Regarding codegenprepare transformations

Hello everyone,

For the context of question, I have a small loop written in a custom front-end which can be fairly accurately expressed with the following C program:

struct Array {
double * data;
long n;

#define X 0
#define Y 1
#define Z 2

void f(struct Array * restrict d, struct Array * restrict out, const long n)
for (long i = 0; i < n; ++ i) {
for (long j = i + 1; j < n; ++ j) {
out->data[X] = d->data[i * 3 + X] * d->data[j * 3 + X];
out->data[Y] = d->data[i * 3 + Y] * d->data[j * 3 + Y];
out->data[Z] = d->data[i * 3 + Z] * d->data[j * 3 + Z];


I’m looking through the IR transformations during passes added by LLVMTargetMachine::addPassesToEmitFile and seeing something I could use some help explaining. The point of interest is between ‘unreachableblockelim’ and ‘codegenprepare’ passes. Here is the paste of IR after each pass

I’ve annotated 3 spots in the code with stars. In (1), after unreachableblockelim, addr89 is precomputed outside the loop once and is used in store in (2). However, in (3), after codegenprepare, there is now a bunch of math being done every loop iteration to get the address for the same store. Additionally, looks like the same thing is happening for several addresses above as well.

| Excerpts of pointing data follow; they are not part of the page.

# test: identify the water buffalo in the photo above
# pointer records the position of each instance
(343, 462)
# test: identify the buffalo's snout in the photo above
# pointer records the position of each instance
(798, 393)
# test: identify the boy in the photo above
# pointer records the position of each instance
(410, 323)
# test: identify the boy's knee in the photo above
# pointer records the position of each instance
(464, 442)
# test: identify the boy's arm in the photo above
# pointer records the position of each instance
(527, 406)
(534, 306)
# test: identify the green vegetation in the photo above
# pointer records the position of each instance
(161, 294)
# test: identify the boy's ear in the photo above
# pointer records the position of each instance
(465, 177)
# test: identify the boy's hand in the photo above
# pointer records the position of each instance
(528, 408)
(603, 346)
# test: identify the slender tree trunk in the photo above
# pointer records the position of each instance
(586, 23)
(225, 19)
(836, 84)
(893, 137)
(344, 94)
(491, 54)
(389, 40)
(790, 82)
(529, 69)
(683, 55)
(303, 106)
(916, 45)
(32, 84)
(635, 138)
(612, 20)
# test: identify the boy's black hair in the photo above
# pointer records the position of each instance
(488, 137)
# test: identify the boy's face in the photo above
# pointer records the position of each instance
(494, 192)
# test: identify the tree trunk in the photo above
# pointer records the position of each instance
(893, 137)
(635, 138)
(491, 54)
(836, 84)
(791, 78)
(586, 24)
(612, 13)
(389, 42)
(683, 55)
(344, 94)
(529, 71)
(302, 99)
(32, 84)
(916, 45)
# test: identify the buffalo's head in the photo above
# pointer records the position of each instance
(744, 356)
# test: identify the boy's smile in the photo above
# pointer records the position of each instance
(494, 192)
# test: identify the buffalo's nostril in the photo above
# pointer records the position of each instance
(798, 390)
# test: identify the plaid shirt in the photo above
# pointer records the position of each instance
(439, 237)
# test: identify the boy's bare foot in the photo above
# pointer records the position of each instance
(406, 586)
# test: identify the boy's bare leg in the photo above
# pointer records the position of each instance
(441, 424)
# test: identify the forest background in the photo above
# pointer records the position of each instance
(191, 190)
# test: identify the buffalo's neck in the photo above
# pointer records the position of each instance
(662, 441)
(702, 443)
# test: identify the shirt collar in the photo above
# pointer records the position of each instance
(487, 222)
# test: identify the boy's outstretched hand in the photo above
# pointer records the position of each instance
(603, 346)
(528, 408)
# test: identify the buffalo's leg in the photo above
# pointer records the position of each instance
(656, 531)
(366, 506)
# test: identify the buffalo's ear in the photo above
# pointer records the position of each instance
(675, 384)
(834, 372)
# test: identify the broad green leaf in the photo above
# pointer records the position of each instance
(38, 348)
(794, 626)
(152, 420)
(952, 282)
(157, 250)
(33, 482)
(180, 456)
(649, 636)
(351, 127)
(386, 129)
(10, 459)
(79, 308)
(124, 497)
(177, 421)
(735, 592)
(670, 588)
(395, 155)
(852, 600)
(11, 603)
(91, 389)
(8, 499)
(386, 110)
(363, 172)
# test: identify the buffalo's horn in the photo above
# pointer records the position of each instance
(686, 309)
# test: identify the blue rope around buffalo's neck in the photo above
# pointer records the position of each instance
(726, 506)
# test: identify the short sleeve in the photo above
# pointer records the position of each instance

Does this look right? Why would those calculations be moved back into the loop?



Basically, it thinks that the loads within the loop are using a free(ish) addressing mode that your target will be able to fold into the load. So it sinks the address computations into the loop on the assumption that the addressing mode ISel will kick in, for a net same performance with less register pressure.